Artist-in-Residence:
2026
Milena Soporowska
Born in 1989 in Warsaw, where she also lives and works. Milena Soporowska is an interdisciplinary artist, researcher, art historian, and curator whose research focuses, among other things, on the intersection of everyday life and popular culture with broadly understood magic and the occult, as well as on various contexts of art therapy. Her study visit was a continuation of the long-term series “Swarliwa,” in which Soporowska examines ways of commemorating so-called witch hunts in the public sphere. It involved local research, with the monument to Katarzyna Włodyczkowa, the so-called Witch of Czeladź, serving as the starting point. Based on this research, the work "Swarliwa vol. II" presented an alternative vision of commemorating Katarzyna’s story. It was presented at the exhibition “The Queen’s Breasts Carved from Wood.”
Katarzyna Perlak
Born in 1979 in Chorzów. Lives and works in London. In her artistic practice, Katarzyna Perlak explores the tensions and dialogues between Catholic aesthetics, a queer perspective, and craft and folk traditions. Over the past few years, she has been developing the concept of “tender craft,” which refers to an investigation of how traditional craftsmanship (heritage and traditions) can be reappropriated and reimagined within contemporary feminist, queer, and diasporic (migrant) frameworks. Her residency at Kronika was dedicated to creating work for the exhibition “The Queen’s Breasts Carved from Wood.” The starting point for the installation “Revelation in the Bushes” was research Perlak conducted in Catania, Sicily, tracing the traces and iconography of St. Agatha. At the same time, she explored the phenomenon of local roadside and backyard shrines. In the work created for the exhibition at CSW Kronika, she drew on materials found in various local contexts, which together form a multilayered fabric in which the past, memory, and intimacy intertwine into a new narrative.
2023–2024
Lidija Mirković
Visual artist and filmmaker of Romani descent. Creator of the works “Z-10889,” “Gypsyflowers,” and “Dialogue with Carmen” as part of the international exhibition “HateFree?” presented in the Czech Republic, Slovakia, Hungary, and Poland (2017–2018). She lives and works in Germany, where she runs the film production company haymatfilm.
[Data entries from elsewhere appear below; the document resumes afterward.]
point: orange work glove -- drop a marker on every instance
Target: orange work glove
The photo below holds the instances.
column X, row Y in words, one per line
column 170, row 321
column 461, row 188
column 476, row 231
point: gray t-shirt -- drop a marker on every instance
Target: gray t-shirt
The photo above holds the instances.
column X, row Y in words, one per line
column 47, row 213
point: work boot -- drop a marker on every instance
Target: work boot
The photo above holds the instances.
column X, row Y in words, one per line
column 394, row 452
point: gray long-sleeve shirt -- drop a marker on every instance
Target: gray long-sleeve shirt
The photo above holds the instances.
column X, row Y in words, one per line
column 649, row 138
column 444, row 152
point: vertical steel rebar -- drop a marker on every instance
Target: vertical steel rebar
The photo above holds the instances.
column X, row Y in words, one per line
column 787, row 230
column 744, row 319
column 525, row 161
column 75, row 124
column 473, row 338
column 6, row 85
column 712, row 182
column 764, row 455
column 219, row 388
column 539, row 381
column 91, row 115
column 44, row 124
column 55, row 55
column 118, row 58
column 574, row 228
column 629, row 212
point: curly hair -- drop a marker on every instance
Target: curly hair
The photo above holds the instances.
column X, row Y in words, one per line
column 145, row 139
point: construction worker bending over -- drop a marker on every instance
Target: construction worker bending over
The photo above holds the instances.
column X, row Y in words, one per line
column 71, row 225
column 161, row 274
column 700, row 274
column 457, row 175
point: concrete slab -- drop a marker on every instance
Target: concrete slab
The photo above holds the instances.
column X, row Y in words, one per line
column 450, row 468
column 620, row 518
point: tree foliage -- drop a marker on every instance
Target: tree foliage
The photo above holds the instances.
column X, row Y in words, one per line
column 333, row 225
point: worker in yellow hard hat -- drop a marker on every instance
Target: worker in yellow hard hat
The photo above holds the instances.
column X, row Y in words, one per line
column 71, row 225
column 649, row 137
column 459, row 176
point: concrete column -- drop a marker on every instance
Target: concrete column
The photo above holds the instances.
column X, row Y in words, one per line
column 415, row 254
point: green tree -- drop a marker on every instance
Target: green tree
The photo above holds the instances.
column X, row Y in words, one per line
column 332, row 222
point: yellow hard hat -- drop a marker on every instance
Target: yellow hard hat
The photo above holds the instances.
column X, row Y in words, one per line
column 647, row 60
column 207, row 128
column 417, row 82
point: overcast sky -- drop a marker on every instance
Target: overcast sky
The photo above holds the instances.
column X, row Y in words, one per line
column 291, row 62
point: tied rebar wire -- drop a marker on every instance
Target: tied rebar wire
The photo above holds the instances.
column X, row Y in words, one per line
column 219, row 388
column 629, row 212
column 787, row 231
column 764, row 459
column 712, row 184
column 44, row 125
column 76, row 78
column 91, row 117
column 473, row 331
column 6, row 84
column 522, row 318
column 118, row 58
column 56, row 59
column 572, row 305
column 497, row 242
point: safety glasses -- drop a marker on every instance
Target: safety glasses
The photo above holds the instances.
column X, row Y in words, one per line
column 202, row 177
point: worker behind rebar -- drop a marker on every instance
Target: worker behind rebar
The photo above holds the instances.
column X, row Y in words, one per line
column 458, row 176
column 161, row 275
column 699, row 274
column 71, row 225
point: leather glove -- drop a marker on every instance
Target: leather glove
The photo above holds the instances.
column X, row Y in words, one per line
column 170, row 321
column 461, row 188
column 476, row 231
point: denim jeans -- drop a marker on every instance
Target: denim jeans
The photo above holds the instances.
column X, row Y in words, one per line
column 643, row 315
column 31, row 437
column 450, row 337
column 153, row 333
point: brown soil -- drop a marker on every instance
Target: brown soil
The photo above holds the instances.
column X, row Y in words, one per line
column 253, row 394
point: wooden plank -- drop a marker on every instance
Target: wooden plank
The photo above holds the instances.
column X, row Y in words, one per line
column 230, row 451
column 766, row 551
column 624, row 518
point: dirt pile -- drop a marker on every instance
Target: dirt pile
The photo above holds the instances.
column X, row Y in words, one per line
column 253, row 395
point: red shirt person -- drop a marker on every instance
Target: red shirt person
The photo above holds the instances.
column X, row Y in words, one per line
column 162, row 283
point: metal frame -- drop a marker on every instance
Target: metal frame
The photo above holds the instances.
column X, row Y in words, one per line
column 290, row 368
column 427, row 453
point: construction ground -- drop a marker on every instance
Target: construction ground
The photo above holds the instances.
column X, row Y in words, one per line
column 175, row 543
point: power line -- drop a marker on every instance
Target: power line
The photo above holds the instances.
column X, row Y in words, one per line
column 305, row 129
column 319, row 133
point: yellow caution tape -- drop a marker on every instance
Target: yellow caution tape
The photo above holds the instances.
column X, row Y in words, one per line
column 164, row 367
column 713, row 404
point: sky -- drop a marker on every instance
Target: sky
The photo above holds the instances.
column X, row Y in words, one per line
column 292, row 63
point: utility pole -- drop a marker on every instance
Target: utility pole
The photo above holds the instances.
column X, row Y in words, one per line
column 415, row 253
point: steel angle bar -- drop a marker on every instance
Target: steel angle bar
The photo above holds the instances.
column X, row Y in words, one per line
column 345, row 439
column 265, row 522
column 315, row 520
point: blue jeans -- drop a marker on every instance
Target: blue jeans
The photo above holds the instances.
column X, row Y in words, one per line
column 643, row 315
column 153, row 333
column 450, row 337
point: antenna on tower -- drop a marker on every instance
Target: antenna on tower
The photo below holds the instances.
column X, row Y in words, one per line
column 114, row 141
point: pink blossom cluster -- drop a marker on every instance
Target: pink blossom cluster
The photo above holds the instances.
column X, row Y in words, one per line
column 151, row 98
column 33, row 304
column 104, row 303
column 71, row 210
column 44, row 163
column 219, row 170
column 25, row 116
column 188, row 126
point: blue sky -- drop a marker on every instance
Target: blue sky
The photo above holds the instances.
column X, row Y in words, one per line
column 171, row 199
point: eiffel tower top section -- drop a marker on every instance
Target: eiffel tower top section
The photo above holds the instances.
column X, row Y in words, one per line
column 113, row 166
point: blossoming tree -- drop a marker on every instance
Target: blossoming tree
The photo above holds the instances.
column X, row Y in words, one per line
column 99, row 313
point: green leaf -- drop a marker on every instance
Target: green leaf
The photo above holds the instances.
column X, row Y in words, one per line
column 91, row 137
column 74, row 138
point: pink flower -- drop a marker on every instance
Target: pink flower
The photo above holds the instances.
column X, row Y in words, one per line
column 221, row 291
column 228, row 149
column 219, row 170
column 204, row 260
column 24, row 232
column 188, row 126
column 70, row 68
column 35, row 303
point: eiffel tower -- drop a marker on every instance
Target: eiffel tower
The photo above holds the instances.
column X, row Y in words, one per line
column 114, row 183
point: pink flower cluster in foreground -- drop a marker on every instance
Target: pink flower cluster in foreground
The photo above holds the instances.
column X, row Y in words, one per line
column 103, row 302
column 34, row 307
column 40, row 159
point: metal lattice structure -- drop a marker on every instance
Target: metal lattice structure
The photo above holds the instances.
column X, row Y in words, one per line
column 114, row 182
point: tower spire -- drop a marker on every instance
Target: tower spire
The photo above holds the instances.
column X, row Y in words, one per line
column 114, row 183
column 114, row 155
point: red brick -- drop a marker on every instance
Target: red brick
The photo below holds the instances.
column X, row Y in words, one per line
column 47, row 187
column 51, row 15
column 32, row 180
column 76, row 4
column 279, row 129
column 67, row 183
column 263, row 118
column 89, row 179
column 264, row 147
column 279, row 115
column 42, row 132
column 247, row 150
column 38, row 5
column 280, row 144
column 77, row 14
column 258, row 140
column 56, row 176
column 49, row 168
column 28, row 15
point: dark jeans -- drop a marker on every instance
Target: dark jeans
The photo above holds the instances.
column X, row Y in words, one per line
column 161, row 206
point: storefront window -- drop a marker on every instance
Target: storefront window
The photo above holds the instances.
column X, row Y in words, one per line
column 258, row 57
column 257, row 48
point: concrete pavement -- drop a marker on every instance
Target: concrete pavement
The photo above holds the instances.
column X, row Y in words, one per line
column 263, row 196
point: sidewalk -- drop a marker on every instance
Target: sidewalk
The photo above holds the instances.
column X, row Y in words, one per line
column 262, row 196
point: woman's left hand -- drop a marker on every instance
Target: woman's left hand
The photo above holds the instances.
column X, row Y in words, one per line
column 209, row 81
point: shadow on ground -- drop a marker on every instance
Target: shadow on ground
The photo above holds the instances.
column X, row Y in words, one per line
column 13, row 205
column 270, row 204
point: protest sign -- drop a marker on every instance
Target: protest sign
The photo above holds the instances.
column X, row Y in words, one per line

The artist’s residency in Bytom culminated in four conversations presented as video works. The protagonists are three Romani women, residents of Bytom: Angela, Żaneta, and Danuta, as well as Lidija herself. The work inaugurates a long-term process of creating a museum of Romani women; the protagonists answered the artist’s questions about fundamental values, their vision of happiness, needs, and dreams. For Lidija Mirković, it is of utmost importance that Romani women be seen and heard. The works created during the residency, along with other works by Lidija Mirković, were presented at the exhibition Shout, Sister, Shout!
2012–2015
Metropolis Project
From 2012 to 2015, CSW Kronika ran an international residency program in collaboration with the Kraków-based Imago Mundi Foundation, as part of the Metropolis Project dedicated to creating a contemporary portrait of Upper Silesia and the Zagłębie region. The project sparked a discussion among visual and sound artists who treat art as a cognitive tool rather than a mean of fulfilling preconceived notions or creating a wish-fulfilling image. The aim of the project was to discover parallel, coexisting realities: cities within a city, regions within a region.